How do I buy FSLogix?

FSLogix is not licensed independently (and doesn't actually require a license key to install). It is included with many Microsoft licensing bundles (e.g. Microsoft 365 E3/E5). You can find the full list here.

Storage option

Where do we begin? The first thing we must do is decide where the FSLogix containers will be stored. There are a number of options in Azure.

You can use any of the following technologies:
  • Azure Files
  • Azure NetApp files
  • Storage Spaces Direct
You can read about these technologies and the pros and cons of each in the official Microsoft documentation.

For my testing I've decided to keep it simple. I'll use a traditional fileshare. Obviously this fileshare cannot be on one of the host pool VMs so I'll need another VM for that.

I created a new Azure VM (WVDShare).

It was on the same virtual network as my host pool VMs. It had a public as well as private IP address so I would be able to connect remotely via RDP.

DNS was already configured on this virtual network (that's the IP address of my DC). The VM was joined to the Active Directory domain.

I created an AD group and added my test user.

Finally I created a share (\\WVDShare\FSLogix) on the VM and assigned full control to the AD group.

Install and configure FSLogix

Next FSLogix had to be installed on all the VMs in the host pool. I only had three so I did this manually. However you could use a management tool like ConfigMgr to automate the installation.

The host pool VMs were not configured with public IP addresses by default so the easiest way to connect was via WVDShare which was on same virtual network but had a public IP address.

The FSLogix software was downloaded using this link

The files were extracted.

I was interested in x64. I launched the installer (FSLogixAppsSetup.exe).

Accepted the license terms for the various components and started the installation.

The installation was short......

….and finished successfully.

The FSLogix folder structure.

App could be seen in "Programs & Features". It could now be configured - which really meant some registry changes.

Ran RegEdit as an administrator.

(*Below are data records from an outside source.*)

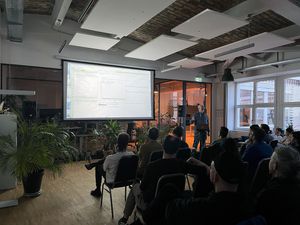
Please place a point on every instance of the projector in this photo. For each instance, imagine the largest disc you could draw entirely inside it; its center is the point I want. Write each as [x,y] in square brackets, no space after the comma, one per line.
[58,23]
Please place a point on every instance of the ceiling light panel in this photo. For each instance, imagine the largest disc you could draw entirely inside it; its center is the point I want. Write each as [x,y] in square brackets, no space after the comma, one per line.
[160,47]
[257,43]
[122,17]
[209,24]
[189,63]
[92,41]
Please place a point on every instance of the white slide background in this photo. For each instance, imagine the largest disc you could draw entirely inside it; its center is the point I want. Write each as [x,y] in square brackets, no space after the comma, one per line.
[106,92]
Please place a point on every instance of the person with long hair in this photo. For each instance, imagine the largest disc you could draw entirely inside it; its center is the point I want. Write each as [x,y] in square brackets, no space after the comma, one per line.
[279,201]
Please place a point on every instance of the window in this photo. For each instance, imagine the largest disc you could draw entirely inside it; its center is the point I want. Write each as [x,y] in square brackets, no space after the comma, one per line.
[245,93]
[265,91]
[265,115]
[292,89]
[244,116]
[255,103]
[291,114]
[292,117]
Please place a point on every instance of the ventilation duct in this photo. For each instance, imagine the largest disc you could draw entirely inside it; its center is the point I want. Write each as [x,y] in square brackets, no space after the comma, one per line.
[296,2]
[227,76]
[14,16]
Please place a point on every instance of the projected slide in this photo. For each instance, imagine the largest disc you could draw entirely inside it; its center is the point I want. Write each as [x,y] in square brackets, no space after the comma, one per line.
[106,92]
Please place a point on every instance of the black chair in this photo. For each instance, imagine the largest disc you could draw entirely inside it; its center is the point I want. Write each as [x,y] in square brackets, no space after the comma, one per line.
[208,154]
[256,220]
[126,176]
[274,144]
[243,187]
[261,177]
[184,153]
[155,155]
[177,180]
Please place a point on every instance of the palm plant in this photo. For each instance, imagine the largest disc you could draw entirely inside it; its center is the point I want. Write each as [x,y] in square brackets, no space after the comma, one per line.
[39,146]
[108,132]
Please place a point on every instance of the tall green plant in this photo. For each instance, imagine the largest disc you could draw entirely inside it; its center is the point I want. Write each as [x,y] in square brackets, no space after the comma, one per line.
[141,135]
[109,132]
[39,146]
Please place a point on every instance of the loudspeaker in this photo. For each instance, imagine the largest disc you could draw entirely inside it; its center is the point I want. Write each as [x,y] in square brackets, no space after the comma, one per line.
[29,110]
[180,111]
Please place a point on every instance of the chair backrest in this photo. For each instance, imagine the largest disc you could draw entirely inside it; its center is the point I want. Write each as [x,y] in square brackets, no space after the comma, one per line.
[273,144]
[256,220]
[261,176]
[243,187]
[156,155]
[177,179]
[184,153]
[126,172]
[208,154]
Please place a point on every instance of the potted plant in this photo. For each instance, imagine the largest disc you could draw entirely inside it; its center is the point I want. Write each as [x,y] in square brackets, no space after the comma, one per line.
[39,146]
[141,136]
[107,133]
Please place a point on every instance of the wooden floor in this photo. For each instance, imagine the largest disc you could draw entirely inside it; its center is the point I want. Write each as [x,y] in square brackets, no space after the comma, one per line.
[65,200]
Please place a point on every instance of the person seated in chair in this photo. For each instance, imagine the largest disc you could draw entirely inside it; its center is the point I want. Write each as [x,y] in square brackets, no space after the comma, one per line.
[184,152]
[143,194]
[279,201]
[223,132]
[109,165]
[150,146]
[268,137]
[223,206]
[257,151]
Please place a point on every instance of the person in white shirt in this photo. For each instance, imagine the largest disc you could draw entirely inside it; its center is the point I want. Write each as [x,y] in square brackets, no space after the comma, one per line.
[111,163]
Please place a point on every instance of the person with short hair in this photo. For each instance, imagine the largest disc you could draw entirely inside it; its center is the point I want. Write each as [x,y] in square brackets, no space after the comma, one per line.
[223,132]
[268,137]
[184,152]
[141,195]
[257,151]
[109,165]
[279,201]
[178,132]
[146,149]
[288,137]
[201,131]
[295,143]
[278,134]
[223,206]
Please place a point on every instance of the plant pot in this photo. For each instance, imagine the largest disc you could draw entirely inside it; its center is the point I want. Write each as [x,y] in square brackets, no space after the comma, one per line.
[32,184]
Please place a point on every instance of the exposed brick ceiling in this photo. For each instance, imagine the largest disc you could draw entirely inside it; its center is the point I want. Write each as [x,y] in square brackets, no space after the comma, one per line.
[175,14]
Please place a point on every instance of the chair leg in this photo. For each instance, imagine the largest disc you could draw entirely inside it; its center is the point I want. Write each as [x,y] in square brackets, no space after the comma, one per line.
[102,195]
[187,180]
[111,204]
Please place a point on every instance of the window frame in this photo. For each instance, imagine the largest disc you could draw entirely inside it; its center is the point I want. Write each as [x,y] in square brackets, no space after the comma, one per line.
[255,105]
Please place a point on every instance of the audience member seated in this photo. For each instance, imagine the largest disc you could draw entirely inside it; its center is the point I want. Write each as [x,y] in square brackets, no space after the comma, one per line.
[295,143]
[257,151]
[279,201]
[146,149]
[110,164]
[250,139]
[223,132]
[278,134]
[268,137]
[184,152]
[142,194]
[288,137]
[223,206]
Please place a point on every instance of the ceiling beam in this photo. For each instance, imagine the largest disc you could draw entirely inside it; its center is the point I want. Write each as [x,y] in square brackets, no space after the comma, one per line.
[59,12]
[14,17]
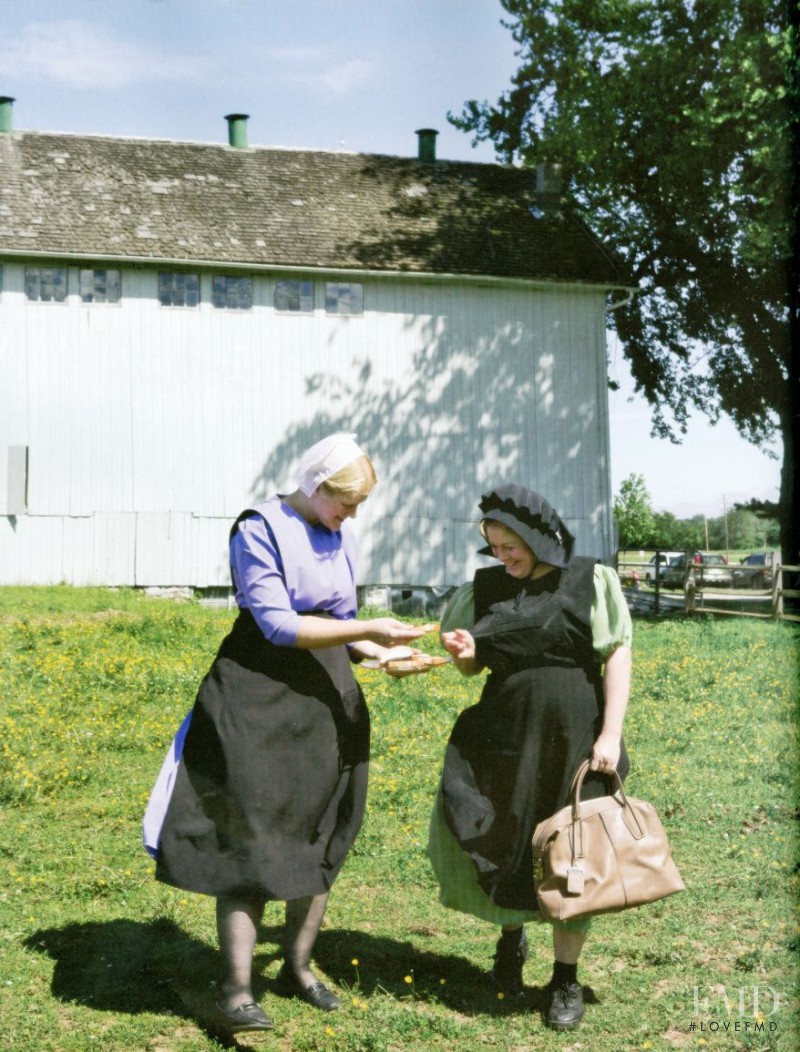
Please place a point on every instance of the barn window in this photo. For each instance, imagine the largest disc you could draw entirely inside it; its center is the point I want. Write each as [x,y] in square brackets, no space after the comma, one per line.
[100,286]
[344,298]
[294,296]
[45,284]
[178,289]
[232,294]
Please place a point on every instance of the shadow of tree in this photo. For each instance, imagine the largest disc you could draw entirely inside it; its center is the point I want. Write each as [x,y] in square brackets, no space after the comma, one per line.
[131,967]
[490,382]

Navigated to HKLM\Software\FSLogix.

Created a key named Profiles.

Created the following values for the Profiles key:

Name: Enabled
Value: 1

Name: VHDLocations
Type: Multi-String Value
Value: \\WVDShare\FSLogix

This told FSLogix where to save the user profile.

Unfortunately this gave me an error, although it seemed to work:

Data of type REG_MULTI_SZ cannot contain empty strings. Registry editor will remove any empty strings found. 

I don't like messy so I re-created the value as a string value and didn't get the error. After all I only had a single value.

The registry settings should then be configured on the other host pool VMS. This can be done with a GPO but for simplicity I just exported the key and imported to the other VMs. 

See the local groups created by the installation. By default the Include group contains "Everyone" and the Exclude group contains the "Administrator" account.

Members of the Include group are subject to the FSLogix policy. Members of the Exclude group are not.

User Experience

All the configurations had been carried out so I just needed to log in to the host pool to see the profile management solution working. However it didn't work for me first time. I didn't see anything in the \\WVDShare\FSlogix folder.

I followed this procedure to configure logging.


Name: LoggingEnabled
Value: 2

This was the log file I needed.

There was my answer. 

"Local profile already exists. Do nothing".

I hadn't read anything in the docs about local profiles and the fact that they should not exist for the FSLogix solution to function. However when I looked further I found it in this troubleshooting doc.

I deleted the local profile and signed in again.

This looked a little better.

I created a file on the desktop of GH-2.

Signed out of the VM. Looks like the profile was being saved to the FSLogix container.


I signed in to the host pool again. This time I got GH-0 and there was my file on the desktop - cool.

Finally I could see content in the FSLogix share.

It's a VHD as expected.

I really like the integration of FSLogix and WVD. It's very effective and really easy to set up and configure. I hope this helps you to do the same.